O comportamento da grande mídia é objeto de discussões acaloradas. Os aliados do governo a encaram c/ uma ferramenta a serviço da oposição. Neste sentido, asseguram, os mais importantes jornais, revistas e emissoras de rádio e televisão costumam lotear seu noticiário c/ material q beneficia os grupos políticos e econômicos a q servem – seja dando ressonância maior a dados q embotam o desempenho do governo, seja manipulando os fatos de forma a desqualificar as ações c/ origem em Brasília. Em casos extremos, dizem, até mesmo plantar notícias faz parte da cartilha da grande mídia. Exagero? Então, quem não lembra da matéria em q a “Folha de S. Paulo” divulgou um suposto dossiê da ministra Dilma Rousseff, acusando-a de terrorista, e q não passou de uma fraude grosseira reconhecida pelo próprio jornal?

 

Infelizmente, o universo midiático brasileiro está repleto de casos em q se sobrepõem ao mister de bem informar a imprecisão, o engodo e o não comprometimento c/ a verdade. Se o “dossiê” da ministra é recente, o q dizer, por exemplo, em relação à crise aérea q se instalou no país há cerca de 2 anos? Pode ela tb se inscrever entre os casos “trabalhados” pela grande mídia?

 

De fato, a crise aérea foi um prato cheio a alimentar o noticiário à época. Por um bom tempo, não se viu, não se leu outra coisa q não matérias martelando a mesma tecla – de um lado, a confusão causada nos aeroportos superlotados por conta de vôos c/ atrasos nunca antes vistos, de outro acusações à ANAC (Agência Nacional de Aviação Civil) e aos órgãos brasileiros de controle aéreo, o q, em última instância, atingia em cheio o governo. Td isso gerou graves dúvidas em relação à segurança dos vôos no Brasil.

 

Houve excessos por parte da imprensa? A investigação acerca das causas q originaram a crise ocorreram c/ o devido critério? Procedem as acusações aos órgãos estatais como responsáveis pelos problemas verificados no setor? Ou a imprensa simplesmente se aproveitou da situação e, usando de leviandade, noticiou apenas o q convinha p/ bater no governo?

 

P/ elucidar parte do “mistério”, vale a pena ler o texto abaixo, garimpado no blog do jornalista Luis Nassif (Último Segundo”, portal IG), em comentário escrito pelo Weden.
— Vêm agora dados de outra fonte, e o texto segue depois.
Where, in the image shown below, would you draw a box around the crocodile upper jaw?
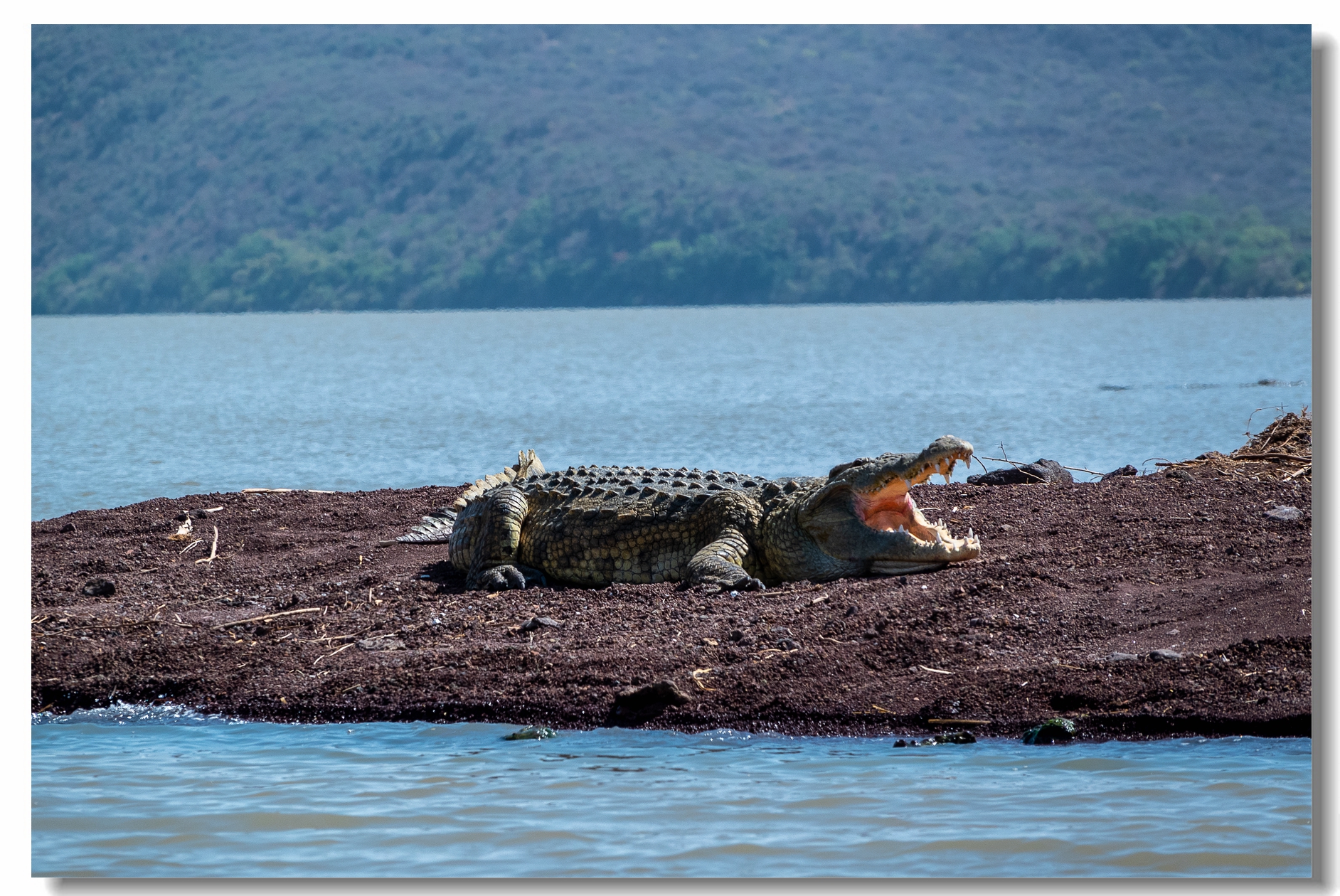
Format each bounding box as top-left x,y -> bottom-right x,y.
797,435 -> 981,572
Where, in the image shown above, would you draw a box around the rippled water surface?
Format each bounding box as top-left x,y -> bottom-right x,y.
32,707 -> 1312,878
32,299 -> 1312,518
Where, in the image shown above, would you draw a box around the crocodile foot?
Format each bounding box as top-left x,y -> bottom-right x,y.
467,564 -> 548,591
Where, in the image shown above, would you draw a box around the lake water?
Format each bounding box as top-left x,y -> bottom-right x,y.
32,299 -> 1312,876
32,707 -> 1312,878
32,299 -> 1312,518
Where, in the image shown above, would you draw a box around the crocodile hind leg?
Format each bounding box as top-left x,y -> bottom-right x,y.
452,486 -> 541,591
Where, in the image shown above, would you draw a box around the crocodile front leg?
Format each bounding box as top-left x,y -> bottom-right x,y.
452,486 -> 538,591
688,491 -> 764,591
688,528 -> 765,591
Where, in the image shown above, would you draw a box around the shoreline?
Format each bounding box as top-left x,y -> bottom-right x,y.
31,465 -> 1312,740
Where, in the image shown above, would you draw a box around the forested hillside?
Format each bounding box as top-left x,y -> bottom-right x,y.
32,27 -> 1311,314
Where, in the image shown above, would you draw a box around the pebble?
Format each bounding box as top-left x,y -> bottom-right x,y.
503,725 -> 559,741
358,638 -> 405,649
521,616 -> 563,632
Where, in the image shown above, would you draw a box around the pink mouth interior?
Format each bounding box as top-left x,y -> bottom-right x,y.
854,489 -> 920,532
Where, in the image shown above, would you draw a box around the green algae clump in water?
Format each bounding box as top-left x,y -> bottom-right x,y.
1023,718 -> 1075,743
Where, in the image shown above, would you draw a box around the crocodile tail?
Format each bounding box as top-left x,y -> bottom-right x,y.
450,449 -> 544,508
397,508 -> 456,544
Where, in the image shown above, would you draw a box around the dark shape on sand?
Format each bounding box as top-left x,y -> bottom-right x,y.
967,458 -> 1075,485
83,579 -> 117,597
610,679 -> 688,727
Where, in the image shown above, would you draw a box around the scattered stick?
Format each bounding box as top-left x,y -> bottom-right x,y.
975,454 -> 1107,479
312,641 -> 358,666
211,607 -> 324,628
168,513 -> 191,541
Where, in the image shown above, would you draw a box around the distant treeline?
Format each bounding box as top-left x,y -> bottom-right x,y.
32,27 -> 1312,314
33,202 -> 1311,314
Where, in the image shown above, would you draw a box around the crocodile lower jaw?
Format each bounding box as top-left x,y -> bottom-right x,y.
852,474 -> 982,562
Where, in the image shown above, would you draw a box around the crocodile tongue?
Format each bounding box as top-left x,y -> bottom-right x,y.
797,435 -> 981,572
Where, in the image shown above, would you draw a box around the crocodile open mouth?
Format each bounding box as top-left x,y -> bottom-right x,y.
852,449 -> 981,557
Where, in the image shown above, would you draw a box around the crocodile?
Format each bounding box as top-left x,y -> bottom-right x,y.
398,435 -> 981,591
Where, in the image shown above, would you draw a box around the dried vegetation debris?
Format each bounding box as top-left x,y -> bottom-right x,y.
1158,407 -> 1312,482
32,418 -> 1312,737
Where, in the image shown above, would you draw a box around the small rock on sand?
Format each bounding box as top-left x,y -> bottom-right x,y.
358,638 -> 405,649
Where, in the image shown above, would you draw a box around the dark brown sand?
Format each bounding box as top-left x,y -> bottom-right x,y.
32,465 -> 1312,738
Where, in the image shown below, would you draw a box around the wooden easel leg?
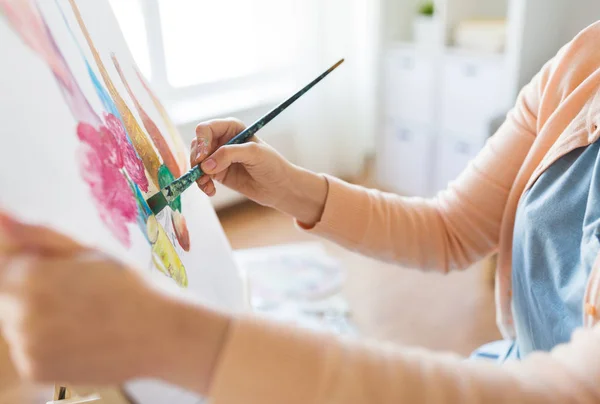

Vamos a ele:

 

“Havia caos nos aeroportos? Sim. Falta de regramento na ação das empresas aéreas? Sim. Havia problemas na ação da ANAC? Sim. Havia problemas com o controle aéreo brasileiro? Sim… Epa. Não.

 

O caos aéreo, na verdade, era terrestre.

 

O caos aéreo foi vendido pela grande imprensa como a extrema insegurança no espaço aéreo brasileiro.

 

Mas…No final de maio, numa avaliação envolvendo 127 países, o Brasil foi considerado o quinto mais seguro, atrás apenas da minúscula Coréia, da mediana França, e dos gigantes Canadá e EUA. Mas à frente por exemplo do Japão e da Alemanha ou Grã_Bretanha.

 

O terror, o medo, o pânico em relação à segurança no voo do Brasil foram instalados pela imprensa, em troca de quê? Quem deve ser responsabilizado por tamanha insensatez?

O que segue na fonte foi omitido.